Bug #104108 cumulative frequency may grow over 1.0 due to float errors
Submitted: 24 Jun 2021 17:06 Modified: 11 Oct 2021 23:52
Reporter: Kaiwang CHen (OCA) Email Updates:
Status: Closed Impact on me:
None 
Category:MySQL Server: Optimizer Severity:S3 (Non-critical)
Version:8.0.25 OS:Any
Assigned to: CPU Architecture:Any

[24 Jun 2021 17:06] Kaiwang CHen
Description:
When histogram is constructed, cumulative frequency is calculated by summing frequencies of previous buckets and the current bucket. This may lead to accumulated float errors and the last cumulative frequency may be over 1.0 (cf > 1.0). The out-of-range cumulative frequency may be returned and cause abnormal behaviors.

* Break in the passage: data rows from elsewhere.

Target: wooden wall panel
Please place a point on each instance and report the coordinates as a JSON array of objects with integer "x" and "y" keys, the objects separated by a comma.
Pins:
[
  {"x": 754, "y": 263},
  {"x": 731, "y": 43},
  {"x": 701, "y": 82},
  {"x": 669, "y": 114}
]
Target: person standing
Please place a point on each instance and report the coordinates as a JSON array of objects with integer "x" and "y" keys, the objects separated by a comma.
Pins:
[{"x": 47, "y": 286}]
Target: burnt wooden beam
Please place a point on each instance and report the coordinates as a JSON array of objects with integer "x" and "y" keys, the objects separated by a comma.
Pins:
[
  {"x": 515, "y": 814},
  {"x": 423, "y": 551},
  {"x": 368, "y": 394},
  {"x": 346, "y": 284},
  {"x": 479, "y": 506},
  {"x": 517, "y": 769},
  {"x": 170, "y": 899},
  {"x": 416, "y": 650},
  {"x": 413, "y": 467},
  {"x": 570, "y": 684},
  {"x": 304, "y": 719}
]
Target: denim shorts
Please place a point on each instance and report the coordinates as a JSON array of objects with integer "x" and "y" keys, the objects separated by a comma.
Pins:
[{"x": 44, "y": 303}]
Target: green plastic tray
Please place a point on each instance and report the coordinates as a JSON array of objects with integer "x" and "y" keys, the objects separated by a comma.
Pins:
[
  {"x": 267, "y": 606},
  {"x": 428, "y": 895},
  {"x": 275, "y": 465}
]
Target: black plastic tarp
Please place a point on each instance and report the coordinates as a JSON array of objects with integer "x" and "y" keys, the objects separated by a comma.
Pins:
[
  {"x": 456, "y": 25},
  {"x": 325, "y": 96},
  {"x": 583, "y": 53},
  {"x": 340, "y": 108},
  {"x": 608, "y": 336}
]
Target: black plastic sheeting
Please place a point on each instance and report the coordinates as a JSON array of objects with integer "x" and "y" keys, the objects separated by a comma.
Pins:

For example, Singleton performs calculation:

  double cumulative_frequency = 0.0;

  try {
    for (const auto &node : value_map) {
      const double frequency = node.second / static_cast<double>(total_count);
      cumulative_frequency += frequency;

      m_buckets.emplace(node.first, cumulative_frequency);
    }
  } catch (const std::bad_alloc &) {
    // Out of memory.
    return true;
  }

How to repeat:
In histograms.test, the following ANALYZE statement generates the last bucket with cumulative frequency being 1.0000000000000002.

ANALYZE TABLE t2 UPDATE HISTOGRAM ON col_datetime WITH 100 BUCKETS;

{"buckets": [["1900-01-01 00:00:00.000000", 0.3], ["2001-01-20 12:47:23.000000", 0.35], ["2001-07-25 08:40:24.000000", 0.39999999999999997], ["2001-10-22 11:13:24.000000", 0.44999999999999996], ["2002-08-25 20:35:06.000000", 0.49999999999999994], ["2002-12-08 11:34:58.000000", 0.5499999999999999], ["2003-03-12 02:00:34.000000", 0.6], ["2003-12-04 11:14:26.000000", 0.65], ["2005-08-15 00:00:00.000000", 0.7000000000000001], ["2006-09-11 18:25:21.000000", 0.7500000000000001], ["2007-04-10 12:16:04.000000", 0.8000000000000002], ["2008-05-16 08:09:06.000000", 0.8500000000000002], ["2008-07-02 00:00:00.000000", 0.9000000000000002], ["2009-06-07 13:48:58.000000", 0.9500000000000003], ["2009-11-07 00:00:00.000000", 1.0000000000000002]], "data-type": "datetime", "null-values": 0.0, "collation-id": 8, "last-updated": "2021-06-24 16:14:56.077219", "sampling-rate": 1.0, "histogram-type": "singleton", "number-of-buckets-specified": 100}

Suggested fix:
Add std::min(cf, 1.0) to ensure it is in range [0, 1.0].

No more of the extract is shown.